Türk el sanatları, asırlardır süregelen bir geleneği taşırken, bu sanatları yaşatan ustalar da zamanla azalmaktadır. 75 yaşındaki Durmuş dede, bu geleneklerin son temsilcilerinden biri olarak hem geçmiş hem de gelecek arasında bir köprü vazifesi görüyor. Şu anki yaşamını yüzyıllardır süregelmiş olan zanaatları eğiterek ve yaygınlaştırarak sürdürmekte. Onun hikayesi, yalnızca bir zanaatkarın değil, aynı zamanda bir kültür elçisinin hikayesidir.
Durmuş dede, küçüklüğünden beri ailesinin zanaatkarlık geleneğini benimsedi. Dedesi, babası ve amcası gibi o da mesleğini öğrenirken, bu bilgilere sahip çıkmanın ve onları gelecek nesillere aktarmanın önemine vakıf oldu. Bu süreçte, yalnızca bir meslek edinmekle kalmadı, aynı zamanda kendine ait bir üslup geliştirdi. Durmuş dede, 1950'ler ve 1960'ların zanaatçı kültürünü bugüne taşımakta kararlı. Bununla birlikte, her ürettiği eserle beraber kendine özgü bir hikaye de taşıdığına inanıyor.
Artık bir nesilin değil, birkaç neslin kıymetli mirasına sahip olan Durmuş dede, ata yadigarı zanaatları öğretmek için gençlerle atölye çalışmaları düzenliyor. Kendisi, gençlerin el sanatlarına olan ilgisini artırmak adına sosyal medya ve çeşitli platformları aktif olarak kullanıyor. İnternette yer alan paylaşım videolarıyla, özellikle gençler arasında bu sanata olan ilgiyi artırmaya çalışıyor. Bunun ötesinde ise, her atölyesinde gelenekselliği ve yenilikçiliği harmanlayarak gençlerin kendi tarzlarını bulmalarına da yardımcı oluyor.

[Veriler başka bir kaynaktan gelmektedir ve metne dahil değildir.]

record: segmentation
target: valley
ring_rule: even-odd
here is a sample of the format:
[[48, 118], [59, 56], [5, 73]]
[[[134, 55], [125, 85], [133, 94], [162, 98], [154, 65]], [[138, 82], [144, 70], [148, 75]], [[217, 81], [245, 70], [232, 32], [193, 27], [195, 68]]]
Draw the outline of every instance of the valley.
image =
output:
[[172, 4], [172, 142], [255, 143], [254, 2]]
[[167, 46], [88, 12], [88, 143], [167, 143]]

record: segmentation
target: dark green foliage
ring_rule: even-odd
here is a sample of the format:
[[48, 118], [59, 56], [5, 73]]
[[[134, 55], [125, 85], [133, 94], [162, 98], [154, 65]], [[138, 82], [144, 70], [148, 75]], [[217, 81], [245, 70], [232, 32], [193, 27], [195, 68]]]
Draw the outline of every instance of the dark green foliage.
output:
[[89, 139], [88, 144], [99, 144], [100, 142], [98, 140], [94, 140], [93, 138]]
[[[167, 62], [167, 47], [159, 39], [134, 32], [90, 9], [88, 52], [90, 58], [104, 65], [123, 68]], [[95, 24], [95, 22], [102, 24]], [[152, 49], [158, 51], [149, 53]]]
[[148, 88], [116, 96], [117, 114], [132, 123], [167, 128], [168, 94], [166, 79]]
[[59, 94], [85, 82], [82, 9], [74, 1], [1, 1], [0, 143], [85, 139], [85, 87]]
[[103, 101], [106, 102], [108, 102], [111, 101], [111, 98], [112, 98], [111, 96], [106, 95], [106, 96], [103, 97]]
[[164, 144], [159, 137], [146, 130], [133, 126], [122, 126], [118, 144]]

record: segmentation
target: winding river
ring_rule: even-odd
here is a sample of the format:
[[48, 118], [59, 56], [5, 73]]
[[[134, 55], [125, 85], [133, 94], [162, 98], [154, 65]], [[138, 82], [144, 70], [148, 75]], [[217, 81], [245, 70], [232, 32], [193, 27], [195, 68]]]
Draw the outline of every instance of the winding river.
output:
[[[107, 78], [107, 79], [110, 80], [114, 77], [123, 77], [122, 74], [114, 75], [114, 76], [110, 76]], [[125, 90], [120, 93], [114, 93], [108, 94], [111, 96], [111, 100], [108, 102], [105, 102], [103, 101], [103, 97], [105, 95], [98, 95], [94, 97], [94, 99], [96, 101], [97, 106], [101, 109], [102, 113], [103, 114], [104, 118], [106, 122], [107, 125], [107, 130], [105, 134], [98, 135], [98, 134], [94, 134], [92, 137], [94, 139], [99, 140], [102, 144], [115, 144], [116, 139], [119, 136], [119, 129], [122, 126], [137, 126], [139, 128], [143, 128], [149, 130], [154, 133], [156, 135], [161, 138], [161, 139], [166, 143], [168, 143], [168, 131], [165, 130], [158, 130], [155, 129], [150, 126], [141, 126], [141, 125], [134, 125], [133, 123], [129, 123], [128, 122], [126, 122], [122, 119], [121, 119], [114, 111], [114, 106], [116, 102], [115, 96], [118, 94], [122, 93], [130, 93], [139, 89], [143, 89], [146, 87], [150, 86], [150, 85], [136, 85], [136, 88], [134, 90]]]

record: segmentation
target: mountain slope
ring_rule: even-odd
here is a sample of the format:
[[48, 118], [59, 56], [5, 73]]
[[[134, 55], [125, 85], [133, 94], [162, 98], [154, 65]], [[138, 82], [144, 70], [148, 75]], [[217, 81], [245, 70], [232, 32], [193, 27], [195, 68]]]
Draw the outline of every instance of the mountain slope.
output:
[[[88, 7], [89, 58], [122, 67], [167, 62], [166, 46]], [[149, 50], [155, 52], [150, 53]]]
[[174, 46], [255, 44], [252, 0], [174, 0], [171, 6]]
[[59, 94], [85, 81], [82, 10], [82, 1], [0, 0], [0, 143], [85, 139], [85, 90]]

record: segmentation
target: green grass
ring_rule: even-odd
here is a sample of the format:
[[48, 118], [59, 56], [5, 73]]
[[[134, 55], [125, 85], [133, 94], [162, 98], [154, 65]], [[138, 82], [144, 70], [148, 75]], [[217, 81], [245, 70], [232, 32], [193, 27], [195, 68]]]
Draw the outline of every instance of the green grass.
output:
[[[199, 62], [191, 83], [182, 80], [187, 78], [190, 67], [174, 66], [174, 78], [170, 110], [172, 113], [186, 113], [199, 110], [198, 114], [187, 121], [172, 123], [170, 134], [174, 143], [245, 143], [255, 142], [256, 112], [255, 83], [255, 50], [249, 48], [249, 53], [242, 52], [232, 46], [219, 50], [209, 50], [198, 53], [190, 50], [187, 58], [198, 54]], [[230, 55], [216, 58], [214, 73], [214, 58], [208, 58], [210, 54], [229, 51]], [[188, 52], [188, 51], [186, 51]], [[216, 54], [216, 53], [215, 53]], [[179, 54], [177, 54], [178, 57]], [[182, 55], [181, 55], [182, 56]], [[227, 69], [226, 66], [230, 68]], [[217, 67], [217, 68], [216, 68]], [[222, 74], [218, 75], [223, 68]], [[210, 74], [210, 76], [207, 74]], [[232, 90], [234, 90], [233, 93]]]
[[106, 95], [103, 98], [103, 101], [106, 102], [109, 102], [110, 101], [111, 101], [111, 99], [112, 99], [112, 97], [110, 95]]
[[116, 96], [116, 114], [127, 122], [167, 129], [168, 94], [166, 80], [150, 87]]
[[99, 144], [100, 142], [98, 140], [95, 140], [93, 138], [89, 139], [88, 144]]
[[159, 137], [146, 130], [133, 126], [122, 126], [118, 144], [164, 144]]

Durmuş dede'nin en büyük hedeflerinden biri ise, unutulmaya yüz tutmuş gelenekleri yeniden canlandırmak. Bu bağlamda, yerel pazarlar ve festivallerde stant açarak, hem yaptıkları ürünleri sergiliyor hem de el sanatları üzerine bilgiler veriyor. Katılımcılara sadece ürün satmaktan çok hem sanatı tanıtıyor hem de bu sanatın ardındaki derin kültürel bağları aktarıyor.
Son yıllarda, geleneksel el sanatlarına olan ilginin yeniden arttığını ifade eden Durmuş dede, bunun sebebini çağın hızına rağmen insanların köklerine dönüş arayışında görmektedir. El yapımı nesnelerin, günümüzdeki hazır mallara nazaran daha anlamlı olduğunu düşünen pek çok kişi, artık zanaat günlerine ve çalışmalara ilgi göstermektedir. Bu durum, onun gibi ustalar için ayrı bir motivasyon kaynağı yarattığı gibi, ürettikleri eserlerin değerinin daha iyi anlaşılmasına da katkı sağlıyor.
Durmuş dede’nin hayatı, sadece bir mesleğin değil, asıl olarak bir kültürün ne kadar önemli olduğunu gözler önüne seriyor. Zanaatın bir yaşam tarzı olduğuna inanan dede, öğrendiği her yeni teknik ve hikaye ile bu yaşam tarzını zenginleştiriyor. Daha çok insanın bu zanaatın özünü öğrenmesini ve yaşatmasını istiyor.
Sonuç olarak, Durmuş dede gibi ustalar, köklü geleneklerin ve zanaatların korunmasını sağlamanın yanı sıra, bu kültürel mirası nesiller boyu yaşatacak olan yeni nesillerin yetişmesine de katkıda bulunuyor. Zamanla yarışan bu değerli zanaatkarlar, kültürel mirasımıza sahip çıkmanın ve onu daha ileriye taşımanın en önemli taşıyıcılarıdır. Durmuş dede gibi isimler, yalnızca birer zanaat ustası değil, aynı zamanda geçmişten gelen hikayeleri geleceğe taşımaya çalışırken, zamana meydan okuyorlar.